— Eh bien ! on va te fusiller, dit le lieutenant, — qui l’enleva de terre en souriant.
— Vive la France ! À bas les Prussiens ! cria le petit Jean résolument et en devenant tout rouge.
— Est-il joli ! fit l’officier. Il tenait l’enfant à bout de bras.
Et s’adressant à un vieux sergent qui se trouvait à côté de lui : — A-t-il une mine éveillée !
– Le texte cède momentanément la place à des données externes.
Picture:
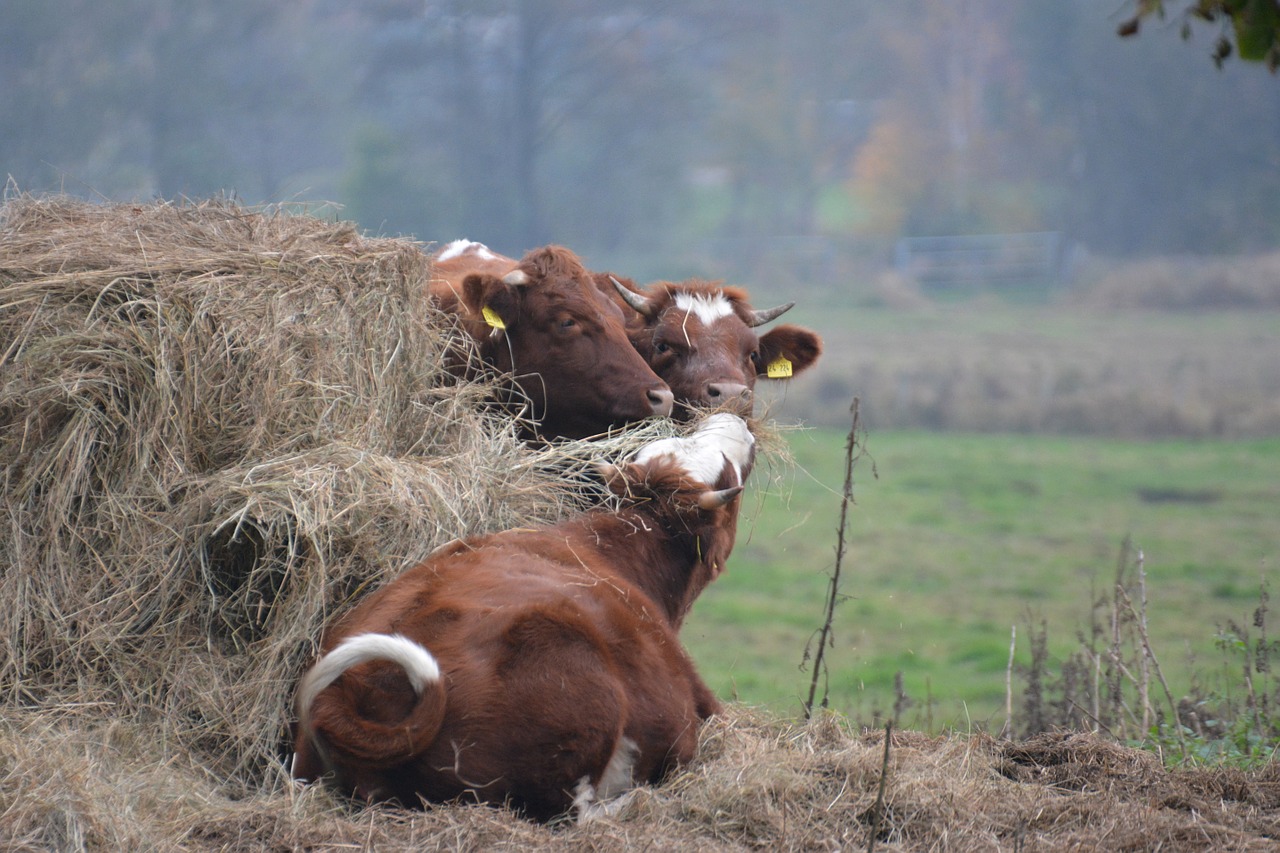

— J’en ai un comme cela au pays, murmura le sergent avec un soupir.
L’officier déposa l’enfant à terre, — bien doucement. — Sauras-tu retrouver ton chemin ? lui dit-il.
Jean fit semblant de vouloir s’orienter.
— Je vais du côté où vous n’allez pas.
— Veux-tu du biscuit ? demanda le sergent.
Le petit garçon fit un signe de tête négatif.
— Veux-tu un morceau de sucre ?
— Je ne veux rien des Prussiens.
En ce moment les landwehrs qui avaient escaladé le bois redescendirent en courant, et Jean fut tout heureux de voir qu’ils ne ramenaient pas « M. Bordelais ». L’officier fit ranger ses hommes, et l’on prit quelques dispositions pour aider les deux blessés à rentrer avec la patrouille. Très légèrement atteints l’un et l’autre, ils pouvaient suivre. Des camarades porteraient leurs fusils…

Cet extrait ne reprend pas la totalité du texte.